Many have been responsible for the growth and increased prestige during the College’s 250 years of existence, but here are a few (listed alphabetically) who deserve special recognition for the impact they had on the College’s development and evolution. From visionary presidents and groundbreaking professors to passionate alumni and status quo–busting students, they helped make the College of Charleston what it is today.
Marlene Addlestone ’64 is one of the College’s most valued alumnae, friends and supporters. Among her greatest contributions is the critical role she and her late husband, Nathan, played in the creation of their namesake library. The couple later served on the steering committee for the new library and helped lead the College’s first capital campaign. They also endowed a chair in the Lowcountry Arts, Culture and History Program, a forerunner to the School of the Arts’ Historic Preservation and Community Planning Program. Marlene is a founding member of the College’s Friends of the Library Board of Directors, on which she still serves. She and her husband, Larry Bursten, continue to be generous supporters of the College.
Pierrine St. Claire Smith Byrd ’22, the first female graduate, proved to everyone that women could not only excel at the College, but play an integral role on campus. She graduated first in her class and received the prestigious Alumni Medal. While at the College, Byrd served as the president of the Co-Ed Club, captain of the women’s basketball team and editor-in-chief of the College’s yearbook, The Comet, just to name a few of her accomplishments.

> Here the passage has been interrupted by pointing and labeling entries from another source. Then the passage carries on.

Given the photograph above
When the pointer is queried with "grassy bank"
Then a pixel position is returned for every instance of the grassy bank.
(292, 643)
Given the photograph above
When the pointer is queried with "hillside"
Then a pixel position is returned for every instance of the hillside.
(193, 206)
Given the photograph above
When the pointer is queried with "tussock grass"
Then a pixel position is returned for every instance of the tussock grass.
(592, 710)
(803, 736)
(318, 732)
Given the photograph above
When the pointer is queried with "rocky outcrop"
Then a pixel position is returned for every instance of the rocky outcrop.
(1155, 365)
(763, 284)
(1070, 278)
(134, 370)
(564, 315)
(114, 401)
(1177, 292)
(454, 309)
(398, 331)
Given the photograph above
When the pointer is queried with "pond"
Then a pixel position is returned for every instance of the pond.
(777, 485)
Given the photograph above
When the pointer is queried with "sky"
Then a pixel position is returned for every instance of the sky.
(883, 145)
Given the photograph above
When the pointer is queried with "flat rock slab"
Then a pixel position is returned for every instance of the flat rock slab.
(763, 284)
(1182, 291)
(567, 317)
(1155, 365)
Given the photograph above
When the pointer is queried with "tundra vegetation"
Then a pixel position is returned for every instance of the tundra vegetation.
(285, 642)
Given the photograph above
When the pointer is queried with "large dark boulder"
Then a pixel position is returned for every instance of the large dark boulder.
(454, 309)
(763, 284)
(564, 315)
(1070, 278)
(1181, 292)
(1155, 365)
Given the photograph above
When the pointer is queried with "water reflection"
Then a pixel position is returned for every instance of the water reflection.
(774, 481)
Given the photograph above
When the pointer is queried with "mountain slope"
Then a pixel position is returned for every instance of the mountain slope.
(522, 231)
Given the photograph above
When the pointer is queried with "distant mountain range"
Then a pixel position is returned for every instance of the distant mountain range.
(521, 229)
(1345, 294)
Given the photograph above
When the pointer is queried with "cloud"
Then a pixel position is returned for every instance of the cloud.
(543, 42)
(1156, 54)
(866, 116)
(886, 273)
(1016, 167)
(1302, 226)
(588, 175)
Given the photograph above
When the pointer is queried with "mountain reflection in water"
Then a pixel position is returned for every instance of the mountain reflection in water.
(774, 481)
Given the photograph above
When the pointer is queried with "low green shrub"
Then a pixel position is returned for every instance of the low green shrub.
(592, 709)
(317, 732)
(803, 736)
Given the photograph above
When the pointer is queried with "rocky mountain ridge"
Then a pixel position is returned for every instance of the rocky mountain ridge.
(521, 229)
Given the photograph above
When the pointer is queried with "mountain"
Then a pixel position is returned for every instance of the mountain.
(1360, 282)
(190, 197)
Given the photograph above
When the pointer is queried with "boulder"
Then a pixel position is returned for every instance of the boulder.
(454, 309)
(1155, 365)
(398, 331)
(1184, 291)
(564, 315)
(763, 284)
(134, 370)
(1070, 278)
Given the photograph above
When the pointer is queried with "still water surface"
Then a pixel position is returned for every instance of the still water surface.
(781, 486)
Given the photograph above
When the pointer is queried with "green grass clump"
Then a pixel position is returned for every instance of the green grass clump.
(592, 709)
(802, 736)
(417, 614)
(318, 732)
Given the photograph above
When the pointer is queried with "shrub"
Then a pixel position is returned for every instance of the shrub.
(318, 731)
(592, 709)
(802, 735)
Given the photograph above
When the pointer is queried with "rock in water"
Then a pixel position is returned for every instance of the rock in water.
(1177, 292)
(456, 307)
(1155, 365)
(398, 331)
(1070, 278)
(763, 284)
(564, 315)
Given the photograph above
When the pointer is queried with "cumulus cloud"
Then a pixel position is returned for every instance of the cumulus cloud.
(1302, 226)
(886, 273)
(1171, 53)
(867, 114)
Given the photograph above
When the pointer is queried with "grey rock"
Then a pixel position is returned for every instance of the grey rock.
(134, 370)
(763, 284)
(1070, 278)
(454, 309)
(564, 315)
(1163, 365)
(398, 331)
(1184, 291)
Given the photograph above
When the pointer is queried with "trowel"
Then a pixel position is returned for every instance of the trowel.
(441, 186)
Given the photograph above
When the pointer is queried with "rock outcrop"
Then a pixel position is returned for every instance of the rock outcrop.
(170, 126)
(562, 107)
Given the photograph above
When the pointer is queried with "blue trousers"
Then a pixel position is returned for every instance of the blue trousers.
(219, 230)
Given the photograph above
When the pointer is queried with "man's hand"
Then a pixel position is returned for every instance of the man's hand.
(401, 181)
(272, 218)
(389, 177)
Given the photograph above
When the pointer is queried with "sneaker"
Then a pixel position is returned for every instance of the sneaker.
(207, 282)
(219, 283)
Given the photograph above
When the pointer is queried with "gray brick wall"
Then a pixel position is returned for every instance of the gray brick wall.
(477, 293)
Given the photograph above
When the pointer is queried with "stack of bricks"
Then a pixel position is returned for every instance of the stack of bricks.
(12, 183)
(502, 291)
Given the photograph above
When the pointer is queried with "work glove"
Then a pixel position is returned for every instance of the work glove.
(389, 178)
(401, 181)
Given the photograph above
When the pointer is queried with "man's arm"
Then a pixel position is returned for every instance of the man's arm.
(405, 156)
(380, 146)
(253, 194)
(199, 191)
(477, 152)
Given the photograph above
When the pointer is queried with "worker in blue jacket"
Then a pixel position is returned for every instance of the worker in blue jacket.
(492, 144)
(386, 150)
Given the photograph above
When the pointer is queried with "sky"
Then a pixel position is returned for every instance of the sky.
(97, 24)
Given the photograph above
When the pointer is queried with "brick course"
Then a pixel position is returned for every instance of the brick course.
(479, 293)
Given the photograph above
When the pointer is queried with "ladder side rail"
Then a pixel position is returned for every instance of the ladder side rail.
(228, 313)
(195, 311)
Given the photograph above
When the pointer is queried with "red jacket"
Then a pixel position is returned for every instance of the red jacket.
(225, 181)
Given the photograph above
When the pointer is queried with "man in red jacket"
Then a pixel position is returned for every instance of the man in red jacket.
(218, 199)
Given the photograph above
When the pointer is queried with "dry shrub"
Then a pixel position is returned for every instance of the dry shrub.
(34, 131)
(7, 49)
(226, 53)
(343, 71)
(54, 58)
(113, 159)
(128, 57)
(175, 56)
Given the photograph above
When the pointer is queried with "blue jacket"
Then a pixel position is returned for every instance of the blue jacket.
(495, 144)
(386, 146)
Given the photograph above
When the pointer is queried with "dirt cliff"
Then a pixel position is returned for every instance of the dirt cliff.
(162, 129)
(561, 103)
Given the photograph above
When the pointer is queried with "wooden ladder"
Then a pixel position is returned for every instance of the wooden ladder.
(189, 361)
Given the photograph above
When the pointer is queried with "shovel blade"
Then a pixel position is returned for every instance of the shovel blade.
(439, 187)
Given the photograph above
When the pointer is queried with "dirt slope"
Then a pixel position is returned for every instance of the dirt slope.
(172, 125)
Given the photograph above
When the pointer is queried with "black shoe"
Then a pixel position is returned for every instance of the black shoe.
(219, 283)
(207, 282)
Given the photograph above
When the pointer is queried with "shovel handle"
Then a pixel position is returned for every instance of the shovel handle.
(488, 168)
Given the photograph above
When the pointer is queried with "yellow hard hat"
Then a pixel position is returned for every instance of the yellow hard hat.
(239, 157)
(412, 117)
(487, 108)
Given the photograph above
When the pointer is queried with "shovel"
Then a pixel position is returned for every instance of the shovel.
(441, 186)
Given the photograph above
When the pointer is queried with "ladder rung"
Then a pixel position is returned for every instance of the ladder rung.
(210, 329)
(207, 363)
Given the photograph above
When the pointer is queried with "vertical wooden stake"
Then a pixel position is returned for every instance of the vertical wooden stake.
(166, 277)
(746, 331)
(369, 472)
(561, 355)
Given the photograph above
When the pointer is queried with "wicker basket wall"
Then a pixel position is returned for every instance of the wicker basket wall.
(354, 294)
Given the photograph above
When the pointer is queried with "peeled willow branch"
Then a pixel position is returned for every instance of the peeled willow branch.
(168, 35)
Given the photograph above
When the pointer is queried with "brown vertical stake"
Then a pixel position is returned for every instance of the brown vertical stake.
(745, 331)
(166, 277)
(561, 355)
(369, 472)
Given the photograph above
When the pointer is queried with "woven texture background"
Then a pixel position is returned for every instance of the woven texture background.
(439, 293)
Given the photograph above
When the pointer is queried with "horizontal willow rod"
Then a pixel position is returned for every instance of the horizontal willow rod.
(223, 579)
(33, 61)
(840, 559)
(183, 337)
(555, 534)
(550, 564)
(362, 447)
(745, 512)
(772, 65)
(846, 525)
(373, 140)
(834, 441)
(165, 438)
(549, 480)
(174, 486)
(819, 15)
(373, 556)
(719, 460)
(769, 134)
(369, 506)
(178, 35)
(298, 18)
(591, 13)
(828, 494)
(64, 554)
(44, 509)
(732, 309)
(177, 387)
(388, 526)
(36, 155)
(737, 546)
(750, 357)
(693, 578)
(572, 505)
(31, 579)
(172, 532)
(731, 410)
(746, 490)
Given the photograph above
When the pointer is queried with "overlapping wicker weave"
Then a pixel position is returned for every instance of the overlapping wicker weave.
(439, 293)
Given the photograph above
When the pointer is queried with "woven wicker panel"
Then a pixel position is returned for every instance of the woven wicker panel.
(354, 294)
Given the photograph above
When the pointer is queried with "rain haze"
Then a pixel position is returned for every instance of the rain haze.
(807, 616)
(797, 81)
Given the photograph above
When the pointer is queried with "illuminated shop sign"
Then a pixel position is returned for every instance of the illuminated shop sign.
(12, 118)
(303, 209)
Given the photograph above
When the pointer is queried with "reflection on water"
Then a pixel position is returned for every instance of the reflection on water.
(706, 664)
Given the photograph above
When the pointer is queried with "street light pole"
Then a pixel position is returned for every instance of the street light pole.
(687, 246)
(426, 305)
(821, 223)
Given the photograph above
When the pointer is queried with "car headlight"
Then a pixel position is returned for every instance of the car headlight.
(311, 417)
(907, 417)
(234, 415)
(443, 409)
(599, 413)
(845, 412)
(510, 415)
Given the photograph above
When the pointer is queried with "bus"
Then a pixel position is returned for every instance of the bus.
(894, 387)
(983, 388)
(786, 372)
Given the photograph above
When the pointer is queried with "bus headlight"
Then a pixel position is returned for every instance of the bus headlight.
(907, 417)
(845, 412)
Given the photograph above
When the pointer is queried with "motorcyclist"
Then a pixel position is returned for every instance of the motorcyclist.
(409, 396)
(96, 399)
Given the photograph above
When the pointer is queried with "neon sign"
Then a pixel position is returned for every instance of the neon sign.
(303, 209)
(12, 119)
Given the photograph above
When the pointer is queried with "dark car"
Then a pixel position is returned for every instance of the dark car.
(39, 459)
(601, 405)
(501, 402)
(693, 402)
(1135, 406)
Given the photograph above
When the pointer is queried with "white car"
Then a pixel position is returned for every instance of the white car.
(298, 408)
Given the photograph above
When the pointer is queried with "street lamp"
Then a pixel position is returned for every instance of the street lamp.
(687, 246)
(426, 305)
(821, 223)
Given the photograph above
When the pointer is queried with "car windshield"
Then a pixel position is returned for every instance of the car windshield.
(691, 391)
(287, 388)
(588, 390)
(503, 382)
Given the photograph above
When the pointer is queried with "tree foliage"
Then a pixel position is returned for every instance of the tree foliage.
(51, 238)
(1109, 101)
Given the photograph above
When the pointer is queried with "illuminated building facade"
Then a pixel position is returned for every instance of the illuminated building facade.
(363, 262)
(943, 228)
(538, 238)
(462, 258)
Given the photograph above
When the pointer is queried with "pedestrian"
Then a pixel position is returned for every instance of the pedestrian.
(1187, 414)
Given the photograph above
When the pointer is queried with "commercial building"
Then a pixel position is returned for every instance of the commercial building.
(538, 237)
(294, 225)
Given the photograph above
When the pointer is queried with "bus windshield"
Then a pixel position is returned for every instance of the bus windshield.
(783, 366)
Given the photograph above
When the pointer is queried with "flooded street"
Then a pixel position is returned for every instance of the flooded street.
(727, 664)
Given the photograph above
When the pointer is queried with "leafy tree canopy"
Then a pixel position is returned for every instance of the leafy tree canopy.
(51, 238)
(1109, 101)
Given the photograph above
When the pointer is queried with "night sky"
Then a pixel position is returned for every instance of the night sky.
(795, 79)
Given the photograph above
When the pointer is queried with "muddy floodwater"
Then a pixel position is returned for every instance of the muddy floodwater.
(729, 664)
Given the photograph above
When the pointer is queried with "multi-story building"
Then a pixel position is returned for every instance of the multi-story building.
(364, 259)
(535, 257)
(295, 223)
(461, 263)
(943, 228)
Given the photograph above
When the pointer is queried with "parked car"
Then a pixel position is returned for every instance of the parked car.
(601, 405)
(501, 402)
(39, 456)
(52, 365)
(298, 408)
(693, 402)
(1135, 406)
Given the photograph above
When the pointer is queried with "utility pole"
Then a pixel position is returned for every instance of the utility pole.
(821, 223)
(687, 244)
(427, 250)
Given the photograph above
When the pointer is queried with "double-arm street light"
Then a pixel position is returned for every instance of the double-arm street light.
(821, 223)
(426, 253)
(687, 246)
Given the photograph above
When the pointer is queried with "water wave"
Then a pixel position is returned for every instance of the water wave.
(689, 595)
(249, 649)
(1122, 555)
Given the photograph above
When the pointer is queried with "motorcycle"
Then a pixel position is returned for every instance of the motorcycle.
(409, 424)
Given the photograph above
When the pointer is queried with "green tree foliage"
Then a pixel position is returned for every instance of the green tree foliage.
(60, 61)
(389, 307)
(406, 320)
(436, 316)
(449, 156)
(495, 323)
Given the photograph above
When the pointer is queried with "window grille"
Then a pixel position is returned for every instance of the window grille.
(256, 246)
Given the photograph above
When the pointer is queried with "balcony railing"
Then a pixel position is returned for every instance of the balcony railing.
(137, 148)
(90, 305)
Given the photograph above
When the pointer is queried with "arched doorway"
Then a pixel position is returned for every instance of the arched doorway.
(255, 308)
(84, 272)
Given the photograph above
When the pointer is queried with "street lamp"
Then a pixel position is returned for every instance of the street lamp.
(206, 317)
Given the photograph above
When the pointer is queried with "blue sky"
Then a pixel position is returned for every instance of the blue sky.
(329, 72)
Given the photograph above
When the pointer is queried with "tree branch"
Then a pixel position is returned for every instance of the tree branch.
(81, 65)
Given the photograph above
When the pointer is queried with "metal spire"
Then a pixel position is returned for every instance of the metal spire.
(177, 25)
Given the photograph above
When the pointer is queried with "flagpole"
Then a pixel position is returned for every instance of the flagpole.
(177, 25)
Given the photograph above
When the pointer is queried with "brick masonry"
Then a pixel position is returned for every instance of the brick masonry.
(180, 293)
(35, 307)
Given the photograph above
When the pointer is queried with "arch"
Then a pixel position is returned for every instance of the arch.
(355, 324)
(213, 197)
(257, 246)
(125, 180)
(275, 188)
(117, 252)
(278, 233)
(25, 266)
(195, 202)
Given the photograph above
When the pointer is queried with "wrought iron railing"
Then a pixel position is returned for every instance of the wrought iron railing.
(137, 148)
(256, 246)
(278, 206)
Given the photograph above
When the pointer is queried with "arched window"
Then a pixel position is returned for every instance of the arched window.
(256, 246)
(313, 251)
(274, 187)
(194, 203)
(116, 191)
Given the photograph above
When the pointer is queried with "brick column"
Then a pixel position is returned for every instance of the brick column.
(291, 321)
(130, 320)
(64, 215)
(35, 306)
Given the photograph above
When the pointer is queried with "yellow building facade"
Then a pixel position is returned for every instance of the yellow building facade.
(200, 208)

Joan Cronan served as the women’s coach for tennis, volleyball and basketball, as well as the women’s athletics director from 1974 to 1983. During her tenure, the athletics program was struggling to reestablish itself in a new field of competition and increase the variety of its sports programs. During this time, the women’s sports programs began to flourish and receive national attention. Under Cronan, the College was selected as the No. 1 women’s athletics program in the country in 1980 by the American Women’s Sports Foundation. She was inducted to the CofC Athletics Hall of Fame in 1990.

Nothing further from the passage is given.